Automatic Genre Identification for Massive Text Collections

Automatic Genre Identification for Massive Text Collections: History

Please note this is an old version of this entry, which may differ significantly from the current revision.

Subjects: Computer Science, Artificial Intelligence

Contributor:

The paper explores automatic genre identification, a text classification task, as a method of providing insights into the content of large text collections. It evaluates various machine learning models for their generalization capabilities, including pre-Transformer approaches, BERT-like encoder models and recent instruction-tuned GPT large language models. As a result, it introduces the first publicly-available benchmark for this task. What is more, the paper introduces a high-performing genre classifier that can be applied to numerous languages.

machine learning
text classification
large language models
genre classification
automatic genre identification
text genres
registers
text domain classification

1. Introduction

The advent of the World Wide Web provided us with massive amounts of text, useful for information retrieval and the creation of web corpora, which are the basis of many language technologies, including large language models and machine translation systems. To be able to access relevant documents more efficiently, researchers have aimed to integrate genre identification into information retrieval tools [1,2] so that users can specify which genre are they searching for, e.g., a news article, a scientific article, a recipe, and so on. In addition, the web has allowed us easy and fast access to a collection of large monolingual and parallel corpora. Language technologies, such as large language models, are trained on millions of texts. An important factor for achieving a reliable and good performance of these models is assuring that the massive collections of texts are of high quality [3]. The automatic prediction of genres is a robust method for obtaining insights into the constitution of corpora and their differences [4]. This motivates research on automatic genre identification, which is a text classification task that aims to assign genre labels to texts based on their conventional function and form, as well as the author’s purpose [5].

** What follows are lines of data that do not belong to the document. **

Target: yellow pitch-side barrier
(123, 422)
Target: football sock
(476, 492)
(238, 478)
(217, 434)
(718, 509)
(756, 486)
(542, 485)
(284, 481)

2. Automatic Genre Identification

2.1. Impact of Automatic Genre Identification

Having information on the genre of a text is useful for a wide range of fields, including information retrieval, information security, natural language processing, and general, computational and corpus linguistics. While some of the fields mainly base their research on texts that are already annotated with genres, two fields place a greater emphasis on the development of models for automatic genre identification: information retrieval and computational linguistics. With the advent of the World Wide Web, unprecedented quantities of texts became available for querying and collecting. Due to the high cost and time constraints associated with manual annotation, researchers turned their attention toward developing models for automatic genre identification. This approach enables the effortless enrichment of thousands of texts with genre information. The majority of previous works [1,2,7,8,9,10,11,12] focused on developing models from an information retrieval standpoint. Their objective was to integrate genre classifiers into information retrieval tools, using genre as an additional search query criterion to enhance the relevance of search results [13].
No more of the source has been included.